The next morning, well fed and rested, we set off towards Ribblehead and soon saw part of the flood management plan in action: belts of new saplings planted along the beck. Their distinctive green tree guards stood out against the tall, drought-yellowed grass. We'd found Oughtershaw much as the famous Dales vet and author James Herriot had, 'a piece of bleakest Yorkshire, but smiling in the sunshine through its bare miles of tufted grass'.
We did spot some mature trees amid the grass. At the far end of the dale there was a dark green patch of commercial forestry, with white stone roads threading through it like veins on a giant leaf. Every now and then a heavily laden lorry full of logs would wind itself up the steep track leading out of the plantation and across Cam Fell. Here it shared the old Roman road with the walkers on the Dales Way and Pennine Way before finally reaching the B road.
The plantation was Cam Forest, 240 hectares of Sitka spruce. Forty years ago, monocultures of non-native species such as Sitka were planted for profit across swathes of unsuitable upland areas. This thinking has now been consigned to the past, supplanted by an emphasis on mixed native species and varied types of habitat. But the trees that grew from it are now mature and ready for harvest.
The decision in 2013 to begin felling and extracting the timber along Cam High Road, as the Roman road is known, had been controversial. The Dales Way Association was strongly opposed to log lorries using Cam High Road. It pointed to other plantations in the UK where trees had been felled but then left to rot and create an insect-rich habitat, and to German national parks where horses and smaller vehicles were used to extract timber with less impact.
Colin Speakman – Chair, Dales Way Association, 2012
But the plantation's owners wanted their profit, and buyers were ready to pay for biomass pellets. So extraction began – just in Cam Forest at first, then in the neighbouring Greenfield Forest too. By the time we walked onto Cam High Road, 40-tonne log lorries had been rolling this way for 12 years. We stood aside as one passed us. The driver slowed his machine to a crawl, careful to avoid kicking up dust from the crushed white rock beneath its wheels.

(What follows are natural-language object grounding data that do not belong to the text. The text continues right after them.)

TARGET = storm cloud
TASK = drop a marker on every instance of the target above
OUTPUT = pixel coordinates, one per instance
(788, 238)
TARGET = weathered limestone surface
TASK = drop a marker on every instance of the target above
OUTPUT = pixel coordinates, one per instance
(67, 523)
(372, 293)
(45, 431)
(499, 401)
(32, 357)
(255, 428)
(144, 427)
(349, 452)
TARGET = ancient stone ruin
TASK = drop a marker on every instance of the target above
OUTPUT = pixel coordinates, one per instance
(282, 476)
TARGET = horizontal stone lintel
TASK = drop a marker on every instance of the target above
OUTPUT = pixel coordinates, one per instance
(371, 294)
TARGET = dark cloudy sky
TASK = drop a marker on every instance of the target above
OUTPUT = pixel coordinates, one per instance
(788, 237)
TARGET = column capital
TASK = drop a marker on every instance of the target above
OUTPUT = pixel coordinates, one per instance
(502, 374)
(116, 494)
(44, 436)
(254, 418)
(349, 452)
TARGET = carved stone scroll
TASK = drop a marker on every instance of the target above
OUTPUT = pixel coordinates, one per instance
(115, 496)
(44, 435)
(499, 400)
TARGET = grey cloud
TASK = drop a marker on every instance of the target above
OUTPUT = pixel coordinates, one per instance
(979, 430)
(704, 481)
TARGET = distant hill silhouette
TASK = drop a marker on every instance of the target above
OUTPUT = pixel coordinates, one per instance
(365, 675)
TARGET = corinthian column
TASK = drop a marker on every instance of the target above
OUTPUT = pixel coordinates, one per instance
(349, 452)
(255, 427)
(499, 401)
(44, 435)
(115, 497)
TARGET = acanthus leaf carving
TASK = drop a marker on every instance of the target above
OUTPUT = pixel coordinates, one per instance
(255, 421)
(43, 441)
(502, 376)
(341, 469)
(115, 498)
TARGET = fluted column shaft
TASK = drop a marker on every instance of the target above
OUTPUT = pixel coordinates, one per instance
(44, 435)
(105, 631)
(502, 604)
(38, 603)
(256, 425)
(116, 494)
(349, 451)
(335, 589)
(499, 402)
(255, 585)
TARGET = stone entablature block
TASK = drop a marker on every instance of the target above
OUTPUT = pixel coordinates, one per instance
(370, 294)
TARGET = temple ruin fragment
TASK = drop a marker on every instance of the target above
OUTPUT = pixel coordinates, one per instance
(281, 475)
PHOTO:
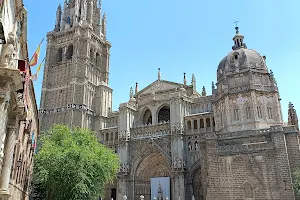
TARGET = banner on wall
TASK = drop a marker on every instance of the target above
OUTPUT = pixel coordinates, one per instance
(160, 188)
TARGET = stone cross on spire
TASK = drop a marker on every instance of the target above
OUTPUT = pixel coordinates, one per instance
(131, 92)
(136, 88)
(194, 82)
(158, 75)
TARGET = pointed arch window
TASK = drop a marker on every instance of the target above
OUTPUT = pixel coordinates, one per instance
(201, 123)
(236, 114)
(248, 191)
(147, 118)
(97, 59)
(59, 55)
(189, 125)
(259, 113)
(270, 115)
(248, 112)
(196, 146)
(164, 114)
(190, 146)
(195, 124)
(208, 122)
(92, 55)
(2, 36)
(69, 53)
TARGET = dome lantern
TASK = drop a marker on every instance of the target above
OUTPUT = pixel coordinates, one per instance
(238, 39)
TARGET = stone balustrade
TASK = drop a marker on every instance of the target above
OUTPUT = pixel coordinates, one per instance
(150, 131)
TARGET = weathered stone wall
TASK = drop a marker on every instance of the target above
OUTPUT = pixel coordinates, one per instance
(256, 173)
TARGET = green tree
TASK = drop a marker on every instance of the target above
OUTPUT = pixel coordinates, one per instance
(72, 165)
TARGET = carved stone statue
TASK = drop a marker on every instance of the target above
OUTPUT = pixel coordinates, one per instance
(8, 52)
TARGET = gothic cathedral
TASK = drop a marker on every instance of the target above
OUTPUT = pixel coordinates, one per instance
(231, 144)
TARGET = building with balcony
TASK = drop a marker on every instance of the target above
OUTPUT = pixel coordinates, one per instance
(231, 144)
(18, 110)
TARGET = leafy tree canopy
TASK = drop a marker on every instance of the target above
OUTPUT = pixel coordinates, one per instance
(71, 164)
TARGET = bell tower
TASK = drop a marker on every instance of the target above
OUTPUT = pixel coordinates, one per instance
(75, 87)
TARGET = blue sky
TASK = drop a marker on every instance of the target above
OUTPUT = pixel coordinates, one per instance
(189, 36)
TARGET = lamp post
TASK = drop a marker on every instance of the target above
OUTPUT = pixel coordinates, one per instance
(19, 163)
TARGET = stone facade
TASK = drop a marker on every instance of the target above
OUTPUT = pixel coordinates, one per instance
(231, 144)
(18, 110)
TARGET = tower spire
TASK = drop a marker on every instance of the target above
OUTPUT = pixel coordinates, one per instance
(184, 79)
(158, 74)
(293, 118)
(136, 88)
(194, 83)
(238, 38)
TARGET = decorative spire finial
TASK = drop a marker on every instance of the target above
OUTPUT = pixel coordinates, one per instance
(236, 27)
(212, 86)
(203, 91)
(194, 82)
(136, 88)
(292, 116)
(159, 75)
(238, 39)
(131, 93)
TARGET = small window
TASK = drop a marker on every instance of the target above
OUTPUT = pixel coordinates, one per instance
(69, 53)
(270, 113)
(201, 123)
(2, 37)
(208, 122)
(190, 146)
(259, 115)
(196, 146)
(189, 125)
(195, 124)
(236, 114)
(248, 113)
(59, 55)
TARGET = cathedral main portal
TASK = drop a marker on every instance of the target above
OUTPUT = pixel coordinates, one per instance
(154, 165)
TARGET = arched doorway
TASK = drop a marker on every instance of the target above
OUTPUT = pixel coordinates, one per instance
(147, 117)
(154, 165)
(196, 185)
(164, 114)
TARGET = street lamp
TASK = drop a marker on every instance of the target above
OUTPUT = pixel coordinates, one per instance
(19, 163)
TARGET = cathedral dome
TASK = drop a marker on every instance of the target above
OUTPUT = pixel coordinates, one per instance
(241, 58)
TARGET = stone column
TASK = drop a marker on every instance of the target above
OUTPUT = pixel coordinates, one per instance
(178, 157)
(125, 120)
(8, 159)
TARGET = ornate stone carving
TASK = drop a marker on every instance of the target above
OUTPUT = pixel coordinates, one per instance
(178, 164)
(177, 127)
(124, 168)
(8, 52)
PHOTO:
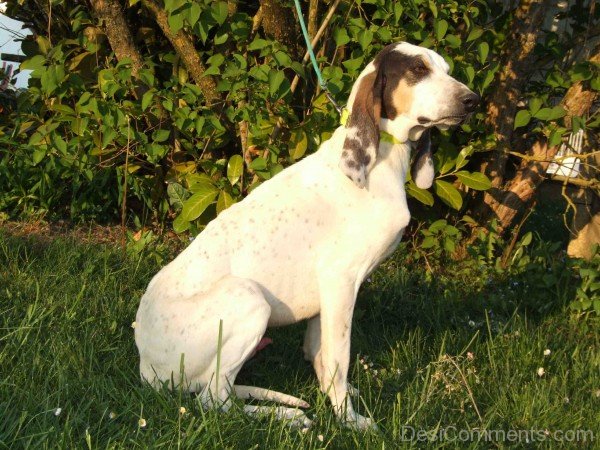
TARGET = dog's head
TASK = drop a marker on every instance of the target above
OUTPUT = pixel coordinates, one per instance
(404, 91)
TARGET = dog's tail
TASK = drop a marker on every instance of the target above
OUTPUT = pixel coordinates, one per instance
(249, 392)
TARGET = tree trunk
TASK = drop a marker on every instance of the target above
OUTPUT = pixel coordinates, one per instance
(519, 193)
(279, 23)
(184, 47)
(118, 33)
(517, 62)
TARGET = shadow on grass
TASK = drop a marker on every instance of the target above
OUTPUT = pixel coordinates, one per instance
(67, 343)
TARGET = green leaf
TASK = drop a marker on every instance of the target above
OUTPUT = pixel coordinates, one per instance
(298, 145)
(449, 245)
(440, 27)
(194, 14)
(59, 142)
(483, 49)
(470, 71)
(258, 44)
(429, 242)
(522, 118)
(177, 195)
(453, 40)
(474, 180)
(438, 225)
(550, 113)
(197, 203)
(340, 36)
(38, 155)
(433, 8)
(489, 77)
(365, 37)
(535, 104)
(277, 87)
(422, 195)
(33, 63)
(219, 12)
(474, 34)
(108, 135)
(448, 194)
(147, 99)
(224, 201)
(259, 163)
(461, 159)
(160, 135)
(180, 224)
(235, 168)
(526, 239)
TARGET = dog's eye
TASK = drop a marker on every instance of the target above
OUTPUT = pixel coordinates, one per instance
(420, 68)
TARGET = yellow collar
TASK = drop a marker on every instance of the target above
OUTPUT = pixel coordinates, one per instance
(387, 137)
(383, 135)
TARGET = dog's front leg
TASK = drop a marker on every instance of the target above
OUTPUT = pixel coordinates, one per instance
(337, 306)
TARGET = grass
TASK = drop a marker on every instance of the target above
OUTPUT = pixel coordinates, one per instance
(443, 352)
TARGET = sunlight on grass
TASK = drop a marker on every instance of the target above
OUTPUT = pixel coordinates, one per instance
(461, 352)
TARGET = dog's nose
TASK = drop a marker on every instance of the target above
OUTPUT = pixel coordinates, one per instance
(470, 101)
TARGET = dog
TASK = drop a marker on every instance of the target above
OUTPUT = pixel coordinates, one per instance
(299, 246)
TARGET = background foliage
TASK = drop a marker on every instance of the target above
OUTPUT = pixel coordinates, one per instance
(90, 140)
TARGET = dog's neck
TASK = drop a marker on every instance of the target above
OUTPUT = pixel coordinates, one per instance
(389, 173)
(402, 128)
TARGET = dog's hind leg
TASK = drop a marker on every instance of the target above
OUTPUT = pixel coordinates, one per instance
(252, 392)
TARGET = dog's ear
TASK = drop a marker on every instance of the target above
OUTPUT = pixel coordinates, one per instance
(422, 170)
(362, 136)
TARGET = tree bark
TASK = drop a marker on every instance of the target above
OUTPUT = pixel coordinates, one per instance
(184, 47)
(517, 63)
(280, 24)
(519, 193)
(118, 33)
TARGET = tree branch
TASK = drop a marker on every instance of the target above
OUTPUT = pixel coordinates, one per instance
(184, 47)
(111, 15)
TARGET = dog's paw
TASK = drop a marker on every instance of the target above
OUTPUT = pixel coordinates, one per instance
(360, 423)
(294, 417)
(352, 391)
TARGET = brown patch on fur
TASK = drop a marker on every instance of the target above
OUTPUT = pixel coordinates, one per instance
(402, 98)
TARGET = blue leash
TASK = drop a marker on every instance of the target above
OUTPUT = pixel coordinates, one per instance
(313, 59)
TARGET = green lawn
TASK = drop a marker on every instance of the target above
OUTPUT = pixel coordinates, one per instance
(449, 352)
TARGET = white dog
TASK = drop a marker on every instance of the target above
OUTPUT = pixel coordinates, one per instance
(300, 245)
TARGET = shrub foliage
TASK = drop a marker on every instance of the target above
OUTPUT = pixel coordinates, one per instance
(94, 137)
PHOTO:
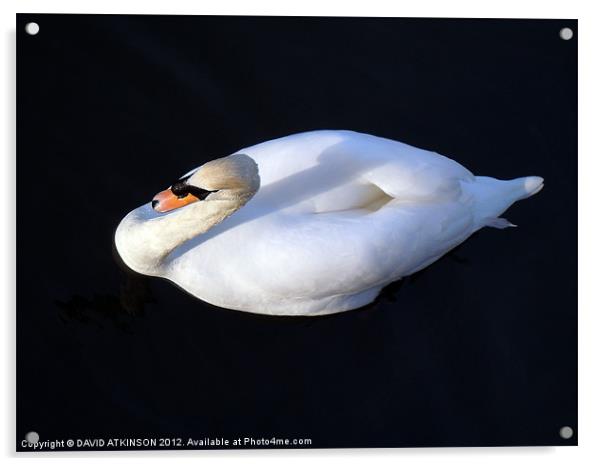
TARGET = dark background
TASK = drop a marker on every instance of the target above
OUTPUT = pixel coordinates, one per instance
(477, 349)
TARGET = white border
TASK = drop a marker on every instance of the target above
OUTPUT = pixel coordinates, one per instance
(590, 309)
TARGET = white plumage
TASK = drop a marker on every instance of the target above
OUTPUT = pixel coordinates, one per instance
(338, 215)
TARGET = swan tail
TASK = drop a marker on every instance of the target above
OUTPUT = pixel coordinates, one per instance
(492, 197)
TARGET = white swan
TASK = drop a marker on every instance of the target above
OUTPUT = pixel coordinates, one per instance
(337, 216)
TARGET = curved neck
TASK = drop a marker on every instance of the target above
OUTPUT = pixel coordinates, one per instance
(144, 239)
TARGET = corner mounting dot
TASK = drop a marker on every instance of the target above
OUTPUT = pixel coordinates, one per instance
(32, 28)
(566, 432)
(566, 33)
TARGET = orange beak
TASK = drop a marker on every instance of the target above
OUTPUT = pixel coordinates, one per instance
(167, 200)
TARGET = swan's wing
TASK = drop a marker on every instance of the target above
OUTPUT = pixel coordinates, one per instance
(322, 171)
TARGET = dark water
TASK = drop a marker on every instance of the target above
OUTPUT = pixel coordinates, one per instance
(478, 349)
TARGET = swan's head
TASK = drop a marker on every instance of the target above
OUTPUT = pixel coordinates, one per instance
(233, 178)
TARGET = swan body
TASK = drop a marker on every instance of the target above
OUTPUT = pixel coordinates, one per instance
(318, 223)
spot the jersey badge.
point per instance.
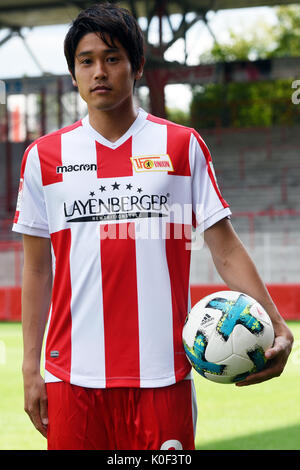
(149, 163)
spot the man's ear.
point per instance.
(73, 79)
(139, 72)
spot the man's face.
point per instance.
(103, 74)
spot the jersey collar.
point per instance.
(136, 126)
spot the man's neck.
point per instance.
(114, 123)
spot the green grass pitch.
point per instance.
(259, 417)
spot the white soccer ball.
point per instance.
(225, 336)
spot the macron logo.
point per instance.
(77, 167)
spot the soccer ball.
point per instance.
(225, 336)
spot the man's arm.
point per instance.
(36, 298)
(238, 271)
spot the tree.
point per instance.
(261, 103)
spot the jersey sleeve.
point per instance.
(207, 202)
(31, 215)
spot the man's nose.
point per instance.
(100, 71)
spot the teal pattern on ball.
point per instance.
(196, 355)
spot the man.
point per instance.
(98, 207)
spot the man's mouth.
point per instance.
(101, 88)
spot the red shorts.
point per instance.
(121, 418)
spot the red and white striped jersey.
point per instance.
(120, 218)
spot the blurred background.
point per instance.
(230, 69)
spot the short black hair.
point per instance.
(111, 22)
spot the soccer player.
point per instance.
(106, 208)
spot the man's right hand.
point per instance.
(36, 404)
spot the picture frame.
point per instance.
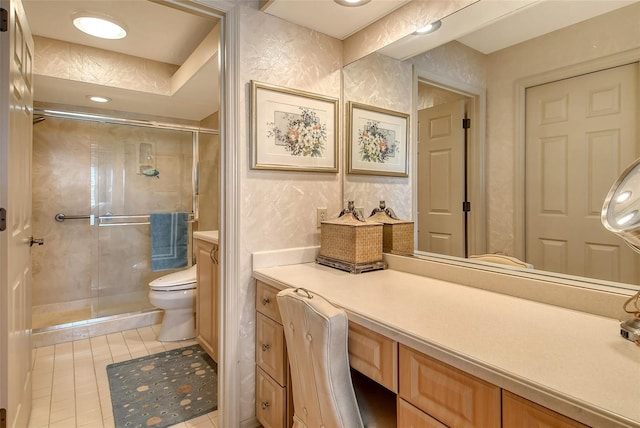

The lorry picked up speed and disappeared towards Ribblehead. We followed, hypnotised by views of Yorkshire's three peaks: Pen-y-ghent, Ingleborough and Whernside. This was the high-point of the Dales Way. The route's end in the Lake District felt within reach, but that would have to wait for another trip. We'd finish this one by leaving the path and heading to Ribblehead railway station.
Ribblehead's giant viaduct pointed the way, and we learnt more about its history as we waited for our train. If we'd come this way in the early 1870s, we'd have seen a shanty town of construction workers. Around 3,000 navvies built the Midland Railway’s trunk route to Scotland through the Yorkshire Dales, of which the Ribblehead Viaduct is part. In total, the Settle-Carlisle line required 14 tunnels and 22 viaducts built over 72 miles of unforgiving terrain.
Navvies were expected to shift ten tonnes of material each day for little money, and many of them died in the process. Their deaths were often gruesome – run over by wagons laden with soil, blown up with dynamite. Ribblehead's bleak beauty is a reminder that someone always pays the price of progress.